We had originally planned to create the roof from some steel sheeting we salvaged from a falling down pig sty that was on site when we first arrived 7 years ago.

However when it came to it, we realised it was not such a good idea. It was not very true (a bit wonky). It had fixing holes from previous uses that we would have to fill. It would need a lot of cutting to shape – noisy and potentially sharp edges. And it was heavy to lift up in place.

So we bit the bullet and bought new sheets made of onduline. This is a bitumen based product, much lighter and easier to work with. This cost us extra, but we knew we just had to do the roof properly – being rainproof was the whole point.

This was also now a specialist job – it was stretching our skillset and we were also getting very busy expanding our shop ready for Christmas. Knowing this, one of the farm community came forward with a new donation that completely covered the labour costs for our carpenter Sam to come and finish the roof. What a relief. And what a result.

We don’t seem to have any other pictures of the roof in progress, but here are two from Sam’s instagram:


And this is the (nearly) finished article.

Outdoor Kitchen – Timber frame

This is page 2 of our Outdoor Kitchen story.

We had finished the concrete base in April, but our volunteer carpenter who was designing the timber farm had to take some time off as his wife gave birth to their third child in mid April.

We had to wait for his expert help, and we were also very busy with our summer programme of vegetables. We continued to landscape around the outdoor kitchen as we waited.

We were able to carry on in August. This page tells the story of how we got the timber frame up.


We had a lot of long pieces of timber to walk over to the site.

It was quite technical, making the beams and fixing them to the posts.

Celebrating the first big milestone in the timber frame.

It was good to have a large team to get the heavy posts and wall plates up.

Here is a time-lapse run through of putting up the posts.

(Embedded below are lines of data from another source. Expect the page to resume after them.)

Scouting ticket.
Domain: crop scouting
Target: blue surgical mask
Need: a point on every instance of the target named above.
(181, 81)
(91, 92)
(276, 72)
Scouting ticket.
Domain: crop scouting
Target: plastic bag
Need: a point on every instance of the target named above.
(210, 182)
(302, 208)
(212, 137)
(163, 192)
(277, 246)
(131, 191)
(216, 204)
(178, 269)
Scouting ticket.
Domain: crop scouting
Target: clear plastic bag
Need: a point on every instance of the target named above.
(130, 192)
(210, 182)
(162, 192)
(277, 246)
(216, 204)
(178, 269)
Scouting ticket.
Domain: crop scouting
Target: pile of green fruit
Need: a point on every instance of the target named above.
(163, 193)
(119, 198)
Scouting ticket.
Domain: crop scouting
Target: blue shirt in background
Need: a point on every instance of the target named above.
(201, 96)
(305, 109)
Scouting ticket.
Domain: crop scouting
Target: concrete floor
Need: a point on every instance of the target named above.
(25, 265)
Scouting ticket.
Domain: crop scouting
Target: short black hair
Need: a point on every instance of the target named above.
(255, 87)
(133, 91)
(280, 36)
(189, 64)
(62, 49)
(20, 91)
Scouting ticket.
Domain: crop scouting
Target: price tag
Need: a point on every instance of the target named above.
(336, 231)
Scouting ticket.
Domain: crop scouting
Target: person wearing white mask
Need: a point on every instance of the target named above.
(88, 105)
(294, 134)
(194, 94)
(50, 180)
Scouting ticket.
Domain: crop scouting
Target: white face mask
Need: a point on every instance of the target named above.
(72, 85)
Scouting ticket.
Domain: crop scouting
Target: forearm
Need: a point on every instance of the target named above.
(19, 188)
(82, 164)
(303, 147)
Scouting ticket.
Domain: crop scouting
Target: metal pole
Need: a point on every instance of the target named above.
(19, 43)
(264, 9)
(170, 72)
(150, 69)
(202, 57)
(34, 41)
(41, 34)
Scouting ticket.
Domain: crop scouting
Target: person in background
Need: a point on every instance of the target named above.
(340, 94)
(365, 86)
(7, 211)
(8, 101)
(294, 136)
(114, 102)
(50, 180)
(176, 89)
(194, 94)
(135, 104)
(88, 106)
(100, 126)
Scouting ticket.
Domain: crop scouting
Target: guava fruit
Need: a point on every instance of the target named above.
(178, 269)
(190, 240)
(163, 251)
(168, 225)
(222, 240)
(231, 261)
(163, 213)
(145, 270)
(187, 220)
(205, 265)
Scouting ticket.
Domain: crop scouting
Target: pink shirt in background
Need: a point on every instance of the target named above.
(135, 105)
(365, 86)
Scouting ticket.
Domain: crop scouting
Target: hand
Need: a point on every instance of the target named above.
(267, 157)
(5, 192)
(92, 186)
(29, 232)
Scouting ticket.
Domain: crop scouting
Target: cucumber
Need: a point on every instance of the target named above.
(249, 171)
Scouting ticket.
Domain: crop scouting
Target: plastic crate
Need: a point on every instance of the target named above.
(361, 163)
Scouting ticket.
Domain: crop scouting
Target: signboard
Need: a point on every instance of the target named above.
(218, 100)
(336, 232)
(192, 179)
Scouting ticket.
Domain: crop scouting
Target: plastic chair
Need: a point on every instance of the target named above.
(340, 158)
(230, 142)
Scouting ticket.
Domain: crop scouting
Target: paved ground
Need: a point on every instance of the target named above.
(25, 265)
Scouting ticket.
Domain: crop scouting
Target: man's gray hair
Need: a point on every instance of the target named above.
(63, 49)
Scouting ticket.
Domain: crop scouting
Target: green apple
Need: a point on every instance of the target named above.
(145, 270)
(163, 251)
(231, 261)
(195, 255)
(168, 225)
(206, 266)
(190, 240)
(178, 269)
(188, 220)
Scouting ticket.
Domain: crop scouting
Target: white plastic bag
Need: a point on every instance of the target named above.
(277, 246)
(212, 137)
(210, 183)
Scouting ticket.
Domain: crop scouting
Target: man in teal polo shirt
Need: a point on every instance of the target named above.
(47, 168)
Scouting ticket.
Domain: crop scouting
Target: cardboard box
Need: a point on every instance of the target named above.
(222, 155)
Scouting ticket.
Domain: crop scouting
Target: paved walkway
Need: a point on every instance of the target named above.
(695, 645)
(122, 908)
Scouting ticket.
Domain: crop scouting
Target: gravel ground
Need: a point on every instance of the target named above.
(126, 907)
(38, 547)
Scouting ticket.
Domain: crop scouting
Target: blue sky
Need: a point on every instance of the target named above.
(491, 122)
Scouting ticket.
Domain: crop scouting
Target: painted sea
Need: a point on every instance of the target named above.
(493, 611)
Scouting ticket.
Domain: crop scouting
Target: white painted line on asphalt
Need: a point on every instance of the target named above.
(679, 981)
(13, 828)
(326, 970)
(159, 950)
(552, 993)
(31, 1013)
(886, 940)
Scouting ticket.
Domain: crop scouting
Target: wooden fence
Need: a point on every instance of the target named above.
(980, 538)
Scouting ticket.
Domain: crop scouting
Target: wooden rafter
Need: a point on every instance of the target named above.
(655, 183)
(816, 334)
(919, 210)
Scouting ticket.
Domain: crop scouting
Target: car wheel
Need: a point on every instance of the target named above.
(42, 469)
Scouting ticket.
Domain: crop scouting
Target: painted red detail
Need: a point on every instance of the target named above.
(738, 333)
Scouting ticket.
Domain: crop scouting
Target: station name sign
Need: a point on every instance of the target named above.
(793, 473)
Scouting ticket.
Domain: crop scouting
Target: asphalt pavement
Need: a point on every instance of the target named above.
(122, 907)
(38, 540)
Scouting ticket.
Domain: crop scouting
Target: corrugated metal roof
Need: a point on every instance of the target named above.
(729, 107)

Watch for the chickens to the right of the picture too.


We missed a few picture opportunities when we put the roof up, but here is an early shot of the joists.

We had to work at the top of the ladder for some of it!

Big thanks to Sam Pitt (Brothers Carpentry and Joinery) who volunteered several Saturdays to lead on the timber frame construction. We couldn’t have done it without him. (And thanks to his family who gave him up for the day those times)

Finally, by mid-October the timber frame was finished.